Stonor Saunders introduces her work as a "secret history" but her research shows that it was not, in practice, as secret as all that. As early as 1962 an article in Dissent announced that Encounter and the Congress for Cultural Freedom were fronts for the CIA: under the weight of hostile publicity, the Congress was forced to close five year later. By the 1970's, as Lyndon Johnson's vision of The Great Society gave way to Watergate and Vietnam, the modus operandi of such `soft' cultural linkages had fallen into disrepute and the gravy-train had run out of steam. In retrospect CIA interference in cultural life looks like no more than fluff on the surface of a more intractable battle of ideas which it cannot be said to have manufactured, a lavish experiment which proved expendable as soon as it became an embarrassment.

The driving force of Who Paid the Piper? is less the fact of CIA involvement than its scale of its operation, and what makes the book so readable is the gossipy and compromising detail. Stonor Saunders is right to find something unsightly about this Dad's Army of cultural emissaries, drawn to the CIA by the frisson of Cold War subterfuge and tempted by a campaign fought over smoked salmon canapes and fine wine. But while she recognises the distinction between "witting" and unwitting participants in the CIA campaign, she pours her scorn indiscriminately. There were those who actively participated in the deception and the vast majority, everyone from Dizzy Gillespie to the Boston Symphony Orchestra to visiting Soviet writers, who simply found a community of interest with their anonymous benefactors. Stephen Spender, a former editor of Encounter, joked about "writing a funny Gogol-like story about a man who, whatever he did, and whoever his employer, found that he was always being paid by the CIA".

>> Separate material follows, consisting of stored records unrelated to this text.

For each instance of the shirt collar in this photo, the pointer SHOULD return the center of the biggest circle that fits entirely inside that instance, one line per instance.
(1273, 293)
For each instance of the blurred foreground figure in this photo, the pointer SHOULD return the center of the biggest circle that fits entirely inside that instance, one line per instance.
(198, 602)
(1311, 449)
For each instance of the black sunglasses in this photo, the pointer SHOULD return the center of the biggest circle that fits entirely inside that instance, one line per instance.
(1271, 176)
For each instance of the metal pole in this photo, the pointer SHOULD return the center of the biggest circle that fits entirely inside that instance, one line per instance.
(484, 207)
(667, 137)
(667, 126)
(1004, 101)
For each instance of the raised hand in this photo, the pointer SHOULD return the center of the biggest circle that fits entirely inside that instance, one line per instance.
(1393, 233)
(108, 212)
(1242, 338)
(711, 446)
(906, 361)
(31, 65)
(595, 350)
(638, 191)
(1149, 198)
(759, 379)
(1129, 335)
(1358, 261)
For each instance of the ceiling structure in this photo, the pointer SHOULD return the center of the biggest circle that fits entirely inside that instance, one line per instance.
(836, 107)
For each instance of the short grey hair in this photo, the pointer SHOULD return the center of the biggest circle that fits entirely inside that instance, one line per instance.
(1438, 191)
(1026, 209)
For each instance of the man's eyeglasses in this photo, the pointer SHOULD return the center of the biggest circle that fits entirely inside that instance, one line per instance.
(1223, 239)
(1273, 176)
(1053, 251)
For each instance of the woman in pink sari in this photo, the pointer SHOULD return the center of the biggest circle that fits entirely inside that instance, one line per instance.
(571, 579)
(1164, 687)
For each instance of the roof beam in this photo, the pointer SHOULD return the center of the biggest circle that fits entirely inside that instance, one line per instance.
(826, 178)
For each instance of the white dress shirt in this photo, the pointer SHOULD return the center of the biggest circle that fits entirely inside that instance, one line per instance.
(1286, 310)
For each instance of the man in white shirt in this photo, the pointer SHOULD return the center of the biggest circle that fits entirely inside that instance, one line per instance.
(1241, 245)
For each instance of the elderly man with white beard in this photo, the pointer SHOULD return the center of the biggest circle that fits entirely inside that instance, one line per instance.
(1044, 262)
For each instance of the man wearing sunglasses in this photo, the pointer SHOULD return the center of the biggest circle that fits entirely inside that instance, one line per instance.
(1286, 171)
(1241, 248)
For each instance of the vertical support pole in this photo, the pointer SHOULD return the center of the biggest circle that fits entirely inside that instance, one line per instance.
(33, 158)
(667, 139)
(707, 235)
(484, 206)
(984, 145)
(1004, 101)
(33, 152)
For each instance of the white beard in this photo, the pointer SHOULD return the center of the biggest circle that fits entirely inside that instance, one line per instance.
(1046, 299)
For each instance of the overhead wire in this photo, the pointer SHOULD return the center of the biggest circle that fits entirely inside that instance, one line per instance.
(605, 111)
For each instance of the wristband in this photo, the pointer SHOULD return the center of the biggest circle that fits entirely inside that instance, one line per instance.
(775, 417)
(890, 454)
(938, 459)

History, says Frances Stonor Saunders, is about "redeeming the truth for truth's sake, not retrieving images that are useful for the present". But if there is a problem with this book, it is that her retrievals look queasily familiar to a contemporary audience. Nowadays, when bickering over alleged financial improprieties seems to define much of the substance of political debate, the ceaseless round of naming and shaming in Stonor Saunders's narrative comes across as all too easy. The reader might be forgiven for thinking that politics reduces to the analysis of expense accounts, or that an exposure of who paid the piper tells us all we need to know about the tune.